Ayahku tak sekuat yang selama ini ia tunjukan kepadaku. Hal yang paling membuatku menyesal
adalah karena aku baru mengetahuinya sekarang. Aku baru menyadari semua itu setelah ayah
jatuh sakit. Pasti berat baginya menanggung semua itu seorang diri.
"Ayah, maafin Nabu ya." Ucapku sambil memeluknya yang terbaring lemas. Aku merasakan ayah
membalas pelukanku dengan tangannya yang terasa sedikit keriput karena faktor usia. Ia
mengusap punggungku pelan, gerakannya lemah sekali hingga aku hampir tak bisa merasakan
ucapannya.
"Untuk apa sayang?" Tanya ayahku. Aku melepaskan pelukanku, lalu kembali duduk di sisi
tempat tidur seraya menggenggam tangan ayah.
"Untuk banyak hal yang ga bisa aku sebutin satu per satu." Jawabku, membuat ayah
tersenyum tipis. Mata ayah satu sekali, padahal sebelumnya matanya selalu terbuka lebar
hingga kebanyakan orang mengira kalau ia sedang melotot.
"Ayah juga minta maaf, ya." Kata ayahku.
"Untuk apa, Yah?" Tanyaku.
"Untuk banyak hal yang ga bisa ayah lakukan dengan sempurna. Maaf karena ayah
mengingkari janji ayah untuk selalu baik-baik saja dan melakukan pengobatan secara rutin.

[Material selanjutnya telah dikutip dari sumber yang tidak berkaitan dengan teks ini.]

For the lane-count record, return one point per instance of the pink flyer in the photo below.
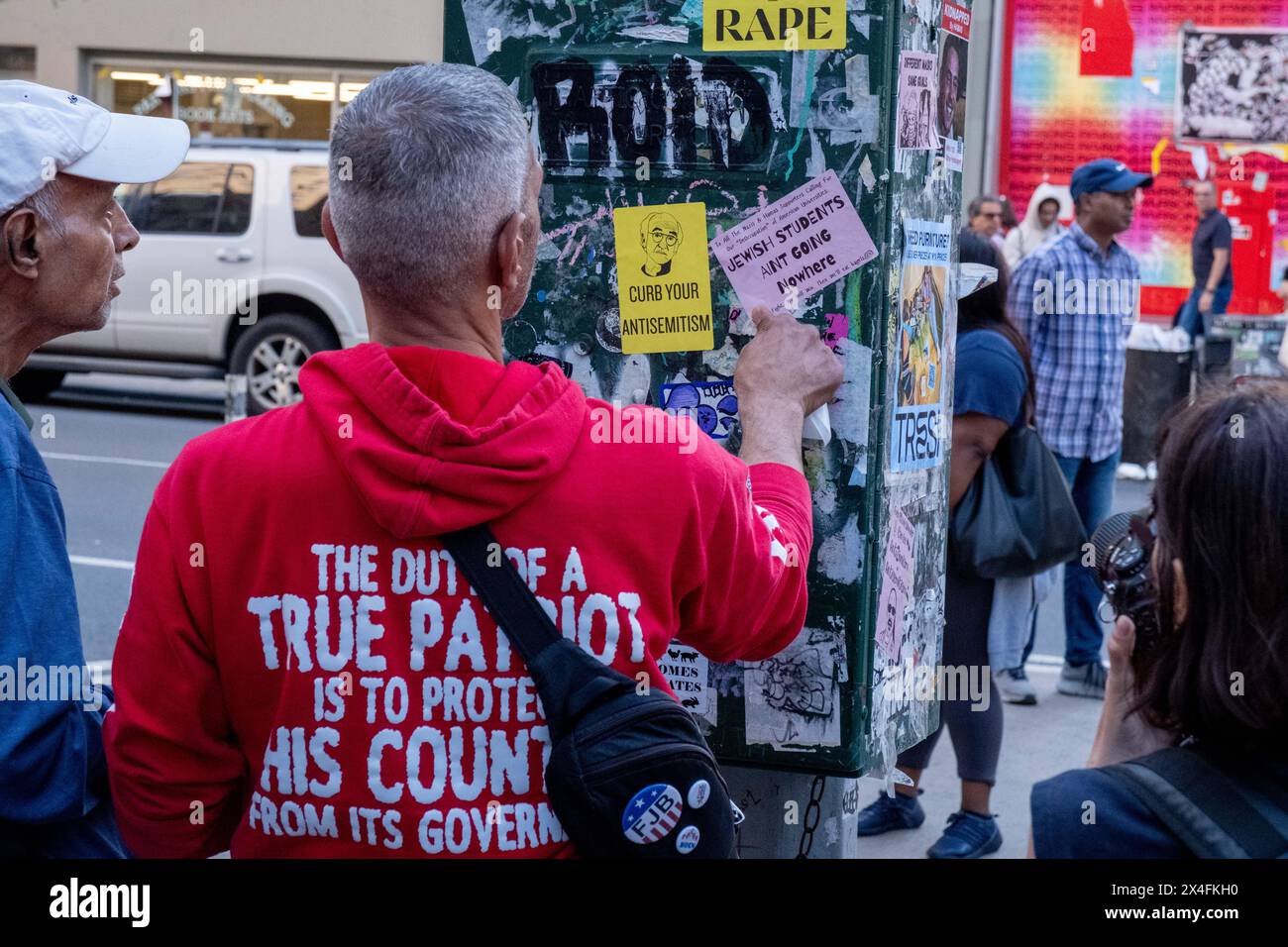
(896, 582)
(797, 247)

Ayah sadar kondisi keluarga kita, nak. Maaf karena ayah tidak mampu menepati janji
tersebut." Jawabnya. Malam itu aku memutuskan untuk tidur bersama ayah sambil terus
menggenggam tangannya. Padahal terakhir kali aku tidur bersamanya adalah ketika aku
bersekolah di Taman Kanak-Kanak.
Keesokan harinya aku terbangun karena matahari menyilaukan mataku. Aku
terlambat pergi ke sekolah karena biasanya ayah-lah yang membangunkan aku.
Aku tidur dengan tenang sehingga sepanjang malam pegangan tanganku pada
ayah tak terlepas hingga saat aku melepasnya telapak tanganku berkeringat.

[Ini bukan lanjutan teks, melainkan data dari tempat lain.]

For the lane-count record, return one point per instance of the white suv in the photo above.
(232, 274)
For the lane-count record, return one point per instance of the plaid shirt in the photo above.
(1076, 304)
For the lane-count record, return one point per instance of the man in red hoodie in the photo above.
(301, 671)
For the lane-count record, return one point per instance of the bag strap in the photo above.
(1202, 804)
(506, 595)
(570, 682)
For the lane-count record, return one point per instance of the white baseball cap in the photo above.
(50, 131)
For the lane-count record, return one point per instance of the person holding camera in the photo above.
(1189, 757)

Aku melihat ayah yang masih tertidur pulas. Aku kesal sekali karena ayah tak
membangunkan aku. Padahal hari ini aku ada ulangan di jam pertama. Tapi
karena kelalaian ayah, aku jadi tidak mengikuti ulangan.
"Ayah." Panggil ku sambil menggoyangkan tubuh ayah pelan. Tak ada respon dari
ayah, padahal ayah adalah orang yang mudah terbangun. Bahkan mendengar
kicauan burung tetangga pun ayah selalu bangun.

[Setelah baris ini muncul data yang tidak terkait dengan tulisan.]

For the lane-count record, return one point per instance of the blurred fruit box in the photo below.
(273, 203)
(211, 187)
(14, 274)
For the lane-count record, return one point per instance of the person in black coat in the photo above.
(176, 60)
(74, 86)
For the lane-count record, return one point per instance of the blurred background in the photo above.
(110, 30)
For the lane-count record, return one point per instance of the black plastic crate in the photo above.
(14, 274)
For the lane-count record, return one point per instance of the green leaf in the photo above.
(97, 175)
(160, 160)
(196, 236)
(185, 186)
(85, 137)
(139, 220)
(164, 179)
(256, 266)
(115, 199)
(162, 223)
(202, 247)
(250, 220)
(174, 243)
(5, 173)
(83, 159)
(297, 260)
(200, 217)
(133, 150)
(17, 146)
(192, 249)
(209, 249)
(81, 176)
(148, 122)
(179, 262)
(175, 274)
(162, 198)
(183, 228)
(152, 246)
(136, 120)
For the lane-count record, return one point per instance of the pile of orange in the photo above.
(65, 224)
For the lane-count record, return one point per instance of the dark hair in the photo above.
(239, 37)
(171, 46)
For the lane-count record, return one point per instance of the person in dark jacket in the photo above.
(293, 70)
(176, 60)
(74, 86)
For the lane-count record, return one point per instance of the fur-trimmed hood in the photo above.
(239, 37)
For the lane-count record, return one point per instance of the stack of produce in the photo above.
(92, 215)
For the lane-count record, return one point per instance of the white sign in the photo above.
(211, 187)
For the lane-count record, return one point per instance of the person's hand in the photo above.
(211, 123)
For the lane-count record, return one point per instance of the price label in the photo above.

Aku menghela napas, berpikir kalau ayah tidur nyenyak karena ia sedang sakit. Aku pun
beranjak dari kasur, hendak memasak sarapan untuk ayah karena selama ini ayah-lah yang
selalu membuatkannta untukku. Tapi, aku tak jadi mengambil langkah menuju dapur kala
aku teringat akan sesuatu. Aku membalik tubuhku dan mendekat ke ayah. Aku dekatkan
telingaku ke hidungnya, tak ada embusan napas yang kudengad. Duniaku seakan runtuh
saat itu juga. Aku terduduk di lantai sanking lemas nya, tak percaya dengan kenyataan yang
kuterima pagi ini.
"AYAH!!!" Teriakku seraya menangis histeris. Aku memeluk tubuh ayahku yang sudah tak
bernyawa, membuat air mataku membasahi baju yang ia kenakan. Aku tak percaya ini.
Semalam ayah masih berbicara denganku. Sampai akhirnya aku teringat kalau ayah turut
meminta maaf seperti yang aku lakukan. Itu artinya ayah meminta maaf karena tak bisa
menemaniku hingga akhir seperti yang ia janjikan.